Chicken, Sausage & Wild Rice Soup

Creamy Chicken, Sausage & Wild Rice Soup
Creamy Chicken, Sausage & Wild Rice Soup
Creamy Chicken, Sausage & Wild Rice Soup

Kitchen Little Essentials

For this recipe, you will need:

A Dutch Oven

Chef’s Knife

Cutting Board

Large Spoon

Creamy Chicken, Sausage & Wild Rice Soup
Creamy Chicken, Sausage & Wild Rice Soup

This soup recipe is the kind of thing that you can almost always rely on when you need a low-maintenance dinnertime win that will feed a crowd. It proved this truth over the weekend, as I needed an easy meal that would stretch over a couple of days, reheat easily, and it also needed to be gluten-free. This Creamy Chicken, Sausage & Wild Rice Soup checks all of the boxes and then some.

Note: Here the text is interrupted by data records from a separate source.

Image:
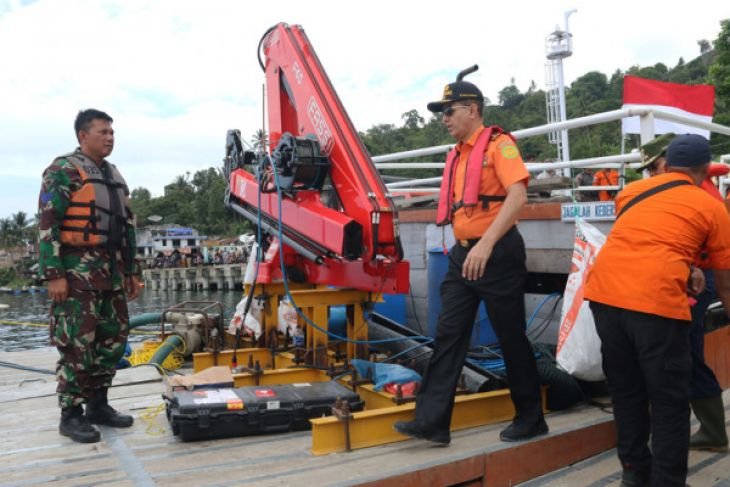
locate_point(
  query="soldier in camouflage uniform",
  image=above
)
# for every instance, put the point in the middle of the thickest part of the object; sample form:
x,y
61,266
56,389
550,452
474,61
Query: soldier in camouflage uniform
x,y
87,246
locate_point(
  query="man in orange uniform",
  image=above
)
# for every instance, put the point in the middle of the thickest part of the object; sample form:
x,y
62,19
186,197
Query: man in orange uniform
x,y
606,177
638,294
705,393
483,189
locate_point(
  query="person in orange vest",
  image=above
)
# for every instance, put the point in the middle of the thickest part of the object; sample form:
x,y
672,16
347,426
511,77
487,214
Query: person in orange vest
x,y
637,291
705,392
87,259
483,189
606,177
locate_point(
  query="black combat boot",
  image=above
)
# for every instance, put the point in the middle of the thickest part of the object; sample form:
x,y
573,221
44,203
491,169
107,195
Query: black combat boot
x,y
712,434
98,411
76,426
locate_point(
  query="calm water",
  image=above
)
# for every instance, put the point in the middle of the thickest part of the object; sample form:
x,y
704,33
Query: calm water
x,y
33,308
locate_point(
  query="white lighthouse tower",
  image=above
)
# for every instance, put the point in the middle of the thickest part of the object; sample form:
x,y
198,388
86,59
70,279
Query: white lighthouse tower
x,y
558,46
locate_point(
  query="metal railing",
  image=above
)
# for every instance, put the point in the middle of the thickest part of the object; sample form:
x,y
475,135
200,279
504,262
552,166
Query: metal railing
x,y
646,115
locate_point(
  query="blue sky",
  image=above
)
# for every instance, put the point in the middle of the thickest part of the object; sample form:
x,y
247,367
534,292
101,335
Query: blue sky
x,y
176,75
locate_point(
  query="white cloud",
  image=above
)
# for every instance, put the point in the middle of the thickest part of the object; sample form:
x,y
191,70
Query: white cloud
x,y
176,75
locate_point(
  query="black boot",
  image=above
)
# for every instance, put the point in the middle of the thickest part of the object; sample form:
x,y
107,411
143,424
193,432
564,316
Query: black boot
x,y
98,411
712,435
76,426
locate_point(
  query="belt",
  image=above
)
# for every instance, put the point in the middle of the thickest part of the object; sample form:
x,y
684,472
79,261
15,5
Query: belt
x,y
467,244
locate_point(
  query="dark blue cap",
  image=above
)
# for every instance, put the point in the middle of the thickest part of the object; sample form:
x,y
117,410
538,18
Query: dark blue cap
x,y
688,150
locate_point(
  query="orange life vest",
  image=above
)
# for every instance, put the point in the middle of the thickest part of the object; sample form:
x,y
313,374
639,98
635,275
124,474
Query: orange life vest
x,y
96,214
474,166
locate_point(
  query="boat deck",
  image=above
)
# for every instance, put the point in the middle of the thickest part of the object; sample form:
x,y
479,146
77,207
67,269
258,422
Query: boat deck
x,y
577,452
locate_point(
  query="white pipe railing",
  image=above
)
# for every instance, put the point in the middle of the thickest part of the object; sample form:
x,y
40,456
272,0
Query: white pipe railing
x,y
615,161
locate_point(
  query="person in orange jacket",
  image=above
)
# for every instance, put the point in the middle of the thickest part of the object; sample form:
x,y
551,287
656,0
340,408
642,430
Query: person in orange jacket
x,y
637,291
483,189
705,392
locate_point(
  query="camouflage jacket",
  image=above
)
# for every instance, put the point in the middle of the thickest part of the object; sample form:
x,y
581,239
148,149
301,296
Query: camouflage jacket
x,y
84,267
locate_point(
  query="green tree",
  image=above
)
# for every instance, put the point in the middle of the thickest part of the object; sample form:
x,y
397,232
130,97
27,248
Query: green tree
x,y
719,74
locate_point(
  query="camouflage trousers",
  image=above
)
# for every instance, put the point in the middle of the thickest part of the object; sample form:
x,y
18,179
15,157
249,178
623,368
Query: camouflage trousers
x,y
90,330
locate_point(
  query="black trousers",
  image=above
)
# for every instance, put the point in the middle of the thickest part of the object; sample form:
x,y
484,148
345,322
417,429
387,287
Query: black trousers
x,y
646,360
502,290
703,383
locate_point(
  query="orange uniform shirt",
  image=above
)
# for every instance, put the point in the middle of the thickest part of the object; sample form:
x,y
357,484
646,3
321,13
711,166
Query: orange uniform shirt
x,y
502,167
605,177
644,264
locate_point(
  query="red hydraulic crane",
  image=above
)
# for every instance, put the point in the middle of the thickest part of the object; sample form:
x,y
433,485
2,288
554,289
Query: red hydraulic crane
x,y
339,224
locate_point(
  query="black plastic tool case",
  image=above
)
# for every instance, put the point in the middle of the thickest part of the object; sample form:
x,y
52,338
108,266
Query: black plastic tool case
x,y
221,413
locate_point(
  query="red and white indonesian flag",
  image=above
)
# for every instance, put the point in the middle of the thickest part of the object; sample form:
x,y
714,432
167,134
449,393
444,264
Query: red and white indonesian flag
x,y
696,101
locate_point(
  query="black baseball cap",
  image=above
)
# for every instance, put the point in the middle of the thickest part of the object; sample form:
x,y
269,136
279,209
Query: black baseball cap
x,y
456,91
688,150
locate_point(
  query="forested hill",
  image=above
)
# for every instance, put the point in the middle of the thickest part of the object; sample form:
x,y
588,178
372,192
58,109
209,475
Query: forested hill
x,y
594,92
198,200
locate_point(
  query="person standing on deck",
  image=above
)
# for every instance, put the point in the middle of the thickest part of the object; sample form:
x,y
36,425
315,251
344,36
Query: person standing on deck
x,y
483,189
87,246
637,290
705,393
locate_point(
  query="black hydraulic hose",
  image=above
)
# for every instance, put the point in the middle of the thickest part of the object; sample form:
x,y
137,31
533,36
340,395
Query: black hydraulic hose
x,y
474,380
144,319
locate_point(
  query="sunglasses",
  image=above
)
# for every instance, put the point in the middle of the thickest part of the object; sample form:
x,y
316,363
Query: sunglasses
x,y
449,111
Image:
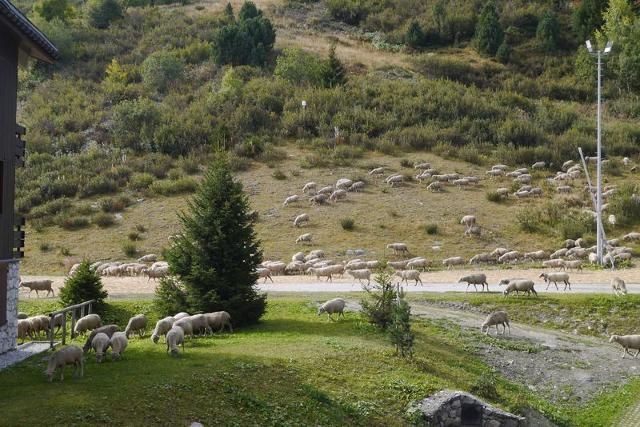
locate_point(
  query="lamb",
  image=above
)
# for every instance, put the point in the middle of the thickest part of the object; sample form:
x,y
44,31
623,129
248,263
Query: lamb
x,y
136,324
555,278
407,275
333,306
468,220
291,199
39,285
100,344
518,285
118,344
475,279
361,274
65,356
297,222
87,323
450,262
175,337
494,319
627,342
618,286
162,327
219,320
304,238
398,248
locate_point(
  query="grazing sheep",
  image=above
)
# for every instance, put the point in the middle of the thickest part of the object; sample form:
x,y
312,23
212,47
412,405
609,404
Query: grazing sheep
x,y
175,337
361,274
87,323
100,344
162,327
494,319
450,262
137,324
518,285
333,306
407,275
291,199
118,344
65,356
219,320
297,222
39,285
475,279
304,238
627,342
618,286
555,278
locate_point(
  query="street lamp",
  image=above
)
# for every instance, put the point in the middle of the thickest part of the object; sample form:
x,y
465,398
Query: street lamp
x,y
599,54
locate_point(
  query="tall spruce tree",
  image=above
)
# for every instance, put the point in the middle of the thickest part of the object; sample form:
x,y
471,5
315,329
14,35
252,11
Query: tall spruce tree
x,y
489,33
216,255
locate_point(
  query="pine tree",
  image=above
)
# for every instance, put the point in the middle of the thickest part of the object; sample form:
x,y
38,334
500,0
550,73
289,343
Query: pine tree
x,y
216,254
84,285
489,34
333,72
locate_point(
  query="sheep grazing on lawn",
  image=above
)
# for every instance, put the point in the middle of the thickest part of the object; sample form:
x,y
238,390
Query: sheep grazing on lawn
x,y
627,342
333,306
495,319
70,355
618,286
475,279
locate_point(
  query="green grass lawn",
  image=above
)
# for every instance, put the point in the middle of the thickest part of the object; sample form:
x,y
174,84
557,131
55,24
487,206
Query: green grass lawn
x,y
292,369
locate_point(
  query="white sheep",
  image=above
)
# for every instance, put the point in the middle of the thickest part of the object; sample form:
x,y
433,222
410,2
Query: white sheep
x,y
87,323
618,286
137,324
118,344
494,319
175,337
627,342
333,306
70,355
475,279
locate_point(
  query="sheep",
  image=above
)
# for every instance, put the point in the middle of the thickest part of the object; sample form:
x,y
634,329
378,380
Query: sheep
x,y
475,279
291,199
398,248
407,275
175,337
338,195
100,344
309,186
39,285
219,320
332,306
162,327
65,356
136,324
88,322
518,285
627,342
361,274
468,220
494,319
304,238
118,344
618,286
297,222
450,262
555,278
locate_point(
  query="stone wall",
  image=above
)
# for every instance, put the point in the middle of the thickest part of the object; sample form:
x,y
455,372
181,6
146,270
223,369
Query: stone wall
x,y
9,332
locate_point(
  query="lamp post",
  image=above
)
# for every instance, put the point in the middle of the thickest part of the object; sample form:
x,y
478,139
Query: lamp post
x,y
599,54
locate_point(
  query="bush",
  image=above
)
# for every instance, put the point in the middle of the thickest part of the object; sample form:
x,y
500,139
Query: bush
x,y
348,224
83,286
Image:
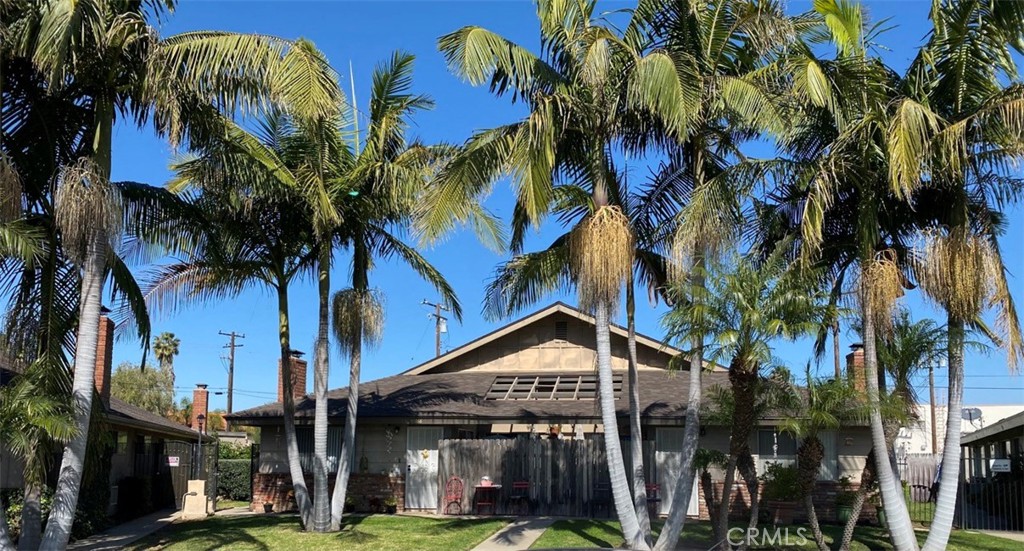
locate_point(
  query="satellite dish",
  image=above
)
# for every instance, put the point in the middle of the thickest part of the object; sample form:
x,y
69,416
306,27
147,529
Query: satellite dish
x,y
971,414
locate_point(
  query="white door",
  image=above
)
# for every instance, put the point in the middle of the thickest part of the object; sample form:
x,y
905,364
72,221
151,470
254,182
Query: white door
x,y
421,461
668,459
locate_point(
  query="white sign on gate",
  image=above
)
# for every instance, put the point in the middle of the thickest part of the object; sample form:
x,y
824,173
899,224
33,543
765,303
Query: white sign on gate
x,y
998,465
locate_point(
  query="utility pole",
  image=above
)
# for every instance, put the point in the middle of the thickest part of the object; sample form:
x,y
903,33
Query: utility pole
x,y
931,405
440,325
230,364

Admittedly, I’m funny about soup sometimes, and for me to really get excited about one, it needs to have a lot going on. Flavor! Textures! Heartiness! So, when I developed this recipe I really leaned into my need for this qualities, and essentially wound up with a loaded chicken and wild rice soup that is just a bit more interesting than your run-of-the-mill variety.

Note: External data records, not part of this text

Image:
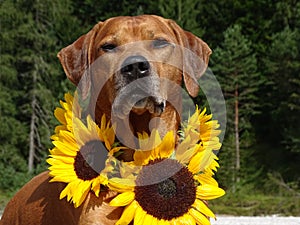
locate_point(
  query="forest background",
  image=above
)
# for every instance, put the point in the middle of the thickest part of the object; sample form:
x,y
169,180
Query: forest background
x,y
256,59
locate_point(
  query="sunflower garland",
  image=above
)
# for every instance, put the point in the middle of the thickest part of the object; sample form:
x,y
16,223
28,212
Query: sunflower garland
x,y
166,183
77,158
172,184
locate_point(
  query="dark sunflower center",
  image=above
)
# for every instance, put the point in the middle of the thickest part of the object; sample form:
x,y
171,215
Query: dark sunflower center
x,y
165,189
90,160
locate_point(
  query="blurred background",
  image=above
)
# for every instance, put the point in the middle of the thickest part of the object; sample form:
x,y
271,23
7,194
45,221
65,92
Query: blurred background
x,y
256,59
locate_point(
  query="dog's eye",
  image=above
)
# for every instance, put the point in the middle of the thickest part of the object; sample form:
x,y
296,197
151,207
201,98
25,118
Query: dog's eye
x,y
160,43
108,47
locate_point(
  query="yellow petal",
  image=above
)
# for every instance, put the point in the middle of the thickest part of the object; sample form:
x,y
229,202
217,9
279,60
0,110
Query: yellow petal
x,y
202,207
81,193
148,219
121,185
187,220
122,199
128,214
208,192
139,216
69,149
166,148
199,217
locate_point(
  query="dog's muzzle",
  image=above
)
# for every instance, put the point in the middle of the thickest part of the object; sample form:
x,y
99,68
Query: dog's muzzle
x,y
139,89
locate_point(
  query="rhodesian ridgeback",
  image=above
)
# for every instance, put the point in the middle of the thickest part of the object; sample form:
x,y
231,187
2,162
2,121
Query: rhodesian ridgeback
x,y
103,64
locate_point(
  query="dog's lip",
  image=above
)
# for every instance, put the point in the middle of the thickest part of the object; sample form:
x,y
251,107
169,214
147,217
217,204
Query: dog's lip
x,y
154,105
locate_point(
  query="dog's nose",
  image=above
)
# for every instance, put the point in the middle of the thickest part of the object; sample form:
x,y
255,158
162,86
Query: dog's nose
x,y
135,67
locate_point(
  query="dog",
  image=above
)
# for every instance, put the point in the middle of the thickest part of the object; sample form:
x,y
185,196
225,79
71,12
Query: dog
x,y
103,64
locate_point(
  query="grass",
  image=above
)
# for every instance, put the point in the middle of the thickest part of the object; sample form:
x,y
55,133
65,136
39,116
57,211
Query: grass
x,y
256,205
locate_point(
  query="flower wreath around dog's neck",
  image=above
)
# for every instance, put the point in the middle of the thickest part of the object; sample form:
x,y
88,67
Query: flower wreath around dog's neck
x,y
166,183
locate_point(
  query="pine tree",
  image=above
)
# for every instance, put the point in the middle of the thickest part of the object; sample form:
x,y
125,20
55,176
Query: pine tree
x,y
234,63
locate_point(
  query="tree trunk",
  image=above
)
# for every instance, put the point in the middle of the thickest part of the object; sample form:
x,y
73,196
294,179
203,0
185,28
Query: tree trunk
x,y
237,138
32,126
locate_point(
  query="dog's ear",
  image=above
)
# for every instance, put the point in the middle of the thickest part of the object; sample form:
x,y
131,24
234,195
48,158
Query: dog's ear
x,y
195,57
76,59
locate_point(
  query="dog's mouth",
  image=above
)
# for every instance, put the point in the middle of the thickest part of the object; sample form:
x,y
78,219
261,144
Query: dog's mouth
x,y
154,105
142,95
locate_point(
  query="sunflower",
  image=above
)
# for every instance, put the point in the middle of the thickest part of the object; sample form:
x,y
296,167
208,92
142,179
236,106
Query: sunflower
x,y
170,185
79,153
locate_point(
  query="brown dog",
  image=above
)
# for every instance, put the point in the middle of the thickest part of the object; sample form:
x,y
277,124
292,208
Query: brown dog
x,y
106,64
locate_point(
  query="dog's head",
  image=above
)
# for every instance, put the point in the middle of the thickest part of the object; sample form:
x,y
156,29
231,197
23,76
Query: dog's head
x,y
131,66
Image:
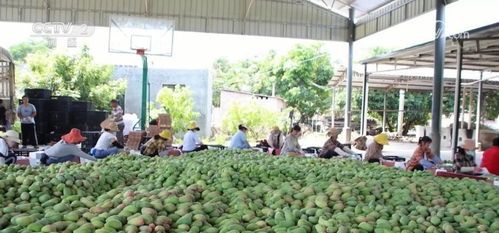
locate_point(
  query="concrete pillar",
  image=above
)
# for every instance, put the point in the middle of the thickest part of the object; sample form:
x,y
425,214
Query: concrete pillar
x,y
348,101
333,107
384,112
439,57
478,110
457,98
400,120
463,109
365,94
470,109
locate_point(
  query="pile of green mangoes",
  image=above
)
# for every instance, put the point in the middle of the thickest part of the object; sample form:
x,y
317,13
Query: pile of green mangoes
x,y
239,191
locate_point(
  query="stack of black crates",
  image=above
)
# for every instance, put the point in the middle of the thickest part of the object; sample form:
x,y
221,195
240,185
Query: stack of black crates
x,y
57,115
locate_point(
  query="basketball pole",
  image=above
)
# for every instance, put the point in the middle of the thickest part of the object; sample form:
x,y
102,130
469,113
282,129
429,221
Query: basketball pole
x,y
143,116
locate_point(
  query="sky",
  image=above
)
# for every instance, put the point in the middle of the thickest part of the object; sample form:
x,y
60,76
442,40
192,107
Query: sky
x,y
199,50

Creamy Chicken, Sausage & Wild Rice Soup
Creamy Chicken, Sausage & Wild Rice Soup

Creamy Chicken & Wild Rice Soup, Fully Loaded

The addition of smoked sausage and sweet red apples really elevates a standard-op chicken and wild rice soup so, so well. Theoretically, it all just WORKS: sausage and apples (works), chicken and apples (works), chicken and sausage (but of course). Essentially, no matter how you shake it, this combination of ingredients – this cast of characters – is just very well coordinated from top to bottom, destined for success and ultimate SOUPREMACY. Ha.

I really enjoy the very slight sweet bursts you get from the apple, and we’re only using one – so it’s not too much. The smoked sausage will release its smokiness into the soup as it simmers away on the stove, adding a truly delicious note to the soup that I don’t think I could ever leave out now. It’s just really great, you know?

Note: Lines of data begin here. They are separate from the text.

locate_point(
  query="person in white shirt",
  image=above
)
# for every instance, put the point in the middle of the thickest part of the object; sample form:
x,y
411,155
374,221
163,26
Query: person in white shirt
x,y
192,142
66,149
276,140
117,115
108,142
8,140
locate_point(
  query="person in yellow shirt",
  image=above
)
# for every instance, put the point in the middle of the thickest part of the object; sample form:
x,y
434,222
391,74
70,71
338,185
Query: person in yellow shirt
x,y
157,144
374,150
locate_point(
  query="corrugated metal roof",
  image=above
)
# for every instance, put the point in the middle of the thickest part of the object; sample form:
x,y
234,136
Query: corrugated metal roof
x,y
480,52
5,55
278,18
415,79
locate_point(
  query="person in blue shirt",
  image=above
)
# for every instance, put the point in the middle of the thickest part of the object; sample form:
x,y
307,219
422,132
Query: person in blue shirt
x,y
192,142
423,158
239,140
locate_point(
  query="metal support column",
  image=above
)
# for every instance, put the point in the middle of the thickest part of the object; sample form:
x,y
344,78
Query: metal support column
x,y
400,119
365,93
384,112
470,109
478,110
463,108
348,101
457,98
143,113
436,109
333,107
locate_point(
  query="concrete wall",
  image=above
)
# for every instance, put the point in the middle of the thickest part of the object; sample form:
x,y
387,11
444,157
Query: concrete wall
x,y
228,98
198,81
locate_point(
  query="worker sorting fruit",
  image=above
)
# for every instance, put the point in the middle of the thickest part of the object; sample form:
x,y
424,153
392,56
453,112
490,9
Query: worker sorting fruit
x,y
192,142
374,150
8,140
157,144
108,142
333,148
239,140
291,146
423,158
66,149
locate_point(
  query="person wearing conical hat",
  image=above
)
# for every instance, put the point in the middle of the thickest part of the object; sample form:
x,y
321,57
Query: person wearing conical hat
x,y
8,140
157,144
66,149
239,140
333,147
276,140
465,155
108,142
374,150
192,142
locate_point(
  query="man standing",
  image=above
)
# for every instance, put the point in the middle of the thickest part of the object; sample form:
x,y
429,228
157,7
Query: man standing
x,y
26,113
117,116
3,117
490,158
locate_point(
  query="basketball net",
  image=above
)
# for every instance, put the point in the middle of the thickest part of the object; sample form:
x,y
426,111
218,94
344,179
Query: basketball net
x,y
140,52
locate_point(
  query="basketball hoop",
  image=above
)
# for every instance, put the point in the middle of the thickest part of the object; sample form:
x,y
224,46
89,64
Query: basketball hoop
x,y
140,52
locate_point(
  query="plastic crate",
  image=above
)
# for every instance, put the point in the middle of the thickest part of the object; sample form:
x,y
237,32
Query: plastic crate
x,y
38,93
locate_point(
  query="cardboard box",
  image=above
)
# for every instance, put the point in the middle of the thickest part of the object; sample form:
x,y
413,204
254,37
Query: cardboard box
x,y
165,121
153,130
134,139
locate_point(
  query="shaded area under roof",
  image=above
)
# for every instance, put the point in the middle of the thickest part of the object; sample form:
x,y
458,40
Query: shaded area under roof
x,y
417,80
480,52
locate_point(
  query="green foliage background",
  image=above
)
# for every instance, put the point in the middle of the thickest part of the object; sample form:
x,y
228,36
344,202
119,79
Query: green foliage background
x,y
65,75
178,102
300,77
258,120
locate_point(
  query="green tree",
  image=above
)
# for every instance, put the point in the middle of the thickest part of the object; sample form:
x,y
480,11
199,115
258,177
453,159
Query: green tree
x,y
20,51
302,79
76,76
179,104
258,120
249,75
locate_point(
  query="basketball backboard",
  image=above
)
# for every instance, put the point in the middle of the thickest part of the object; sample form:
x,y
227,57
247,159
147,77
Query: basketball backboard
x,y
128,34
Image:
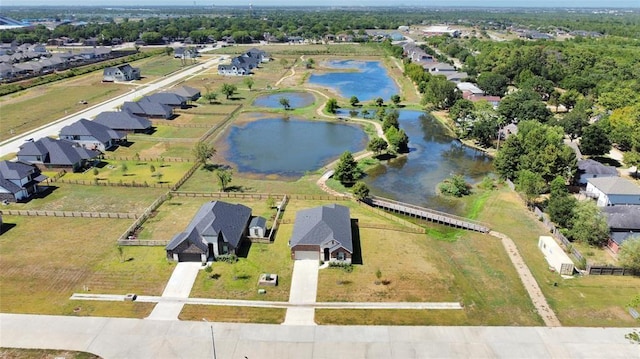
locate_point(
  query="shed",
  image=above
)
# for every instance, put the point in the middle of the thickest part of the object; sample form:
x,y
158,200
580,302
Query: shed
x,y
555,256
257,227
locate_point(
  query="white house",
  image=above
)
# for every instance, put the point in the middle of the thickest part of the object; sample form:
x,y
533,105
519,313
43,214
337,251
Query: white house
x,y
611,191
555,256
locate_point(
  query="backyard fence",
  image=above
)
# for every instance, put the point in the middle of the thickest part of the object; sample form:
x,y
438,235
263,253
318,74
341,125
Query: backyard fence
x,y
142,242
129,234
33,213
607,270
144,184
558,235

Creamy Chicken, Sausage & Wild Rice Soup
Creamy Chicken, Sausage & Wild Rice Soup

How to Make this Creamy Chicken, Sausage & Wild Rice Soup

I am just over here, never not loving and longing for a constant rotation of heavy-hitting one-pot meals, and boy does this chicken and wild rice soup number deliver – she packs a punch. Here’s the low-down on today’s recipe:

  1. We’ll start this chicken and wild rice soup story like any other. We’re going to cook some onions, mushrooms, an apple (okay, this part is different), and a carrot in a little olive oil until tender and then add in the garlic. Adding garlic after the other ingredients have had a chance to cook is something you’ll see me do in almost any recipe that requires garlic. We do this to mitigate the garlic’s tendency to burn and go bitter. It wants to do that, garlic does, and if you add it in the very beginning along with the other ingredients, the likelihood of it scorching on you is rather high.
  2. Anyway. We’ll add in the wild rice and allow it to toast up a bit in the oil, with the aromatics, and then deglaze with a bit of sherry. You certainly don’t have to use sherry but it’s nice and it’s also noticeable – the flavor comes through. You could use a dry white wine or simply chicken stock. Up to you!
  3. The chicken is going to be added just before the liquids (broth + cream) and you don’t have to do a thing to it. Just set it atop the veggies and rice, add in the sausage, and then pour the liquids over. The chicken will poach in the liquid and cook all the way through. When it has, simply move it to a plate or cutting board and shred it with two forks. The shredded meat goes right back into the pot and will add body and texture to the soup.
  4. The rice will really drink up the broth – especially as the soup sits. So, I always end up adding more stock/broth after the soup is technically done cooking, to get it to the proper “soup” consistency.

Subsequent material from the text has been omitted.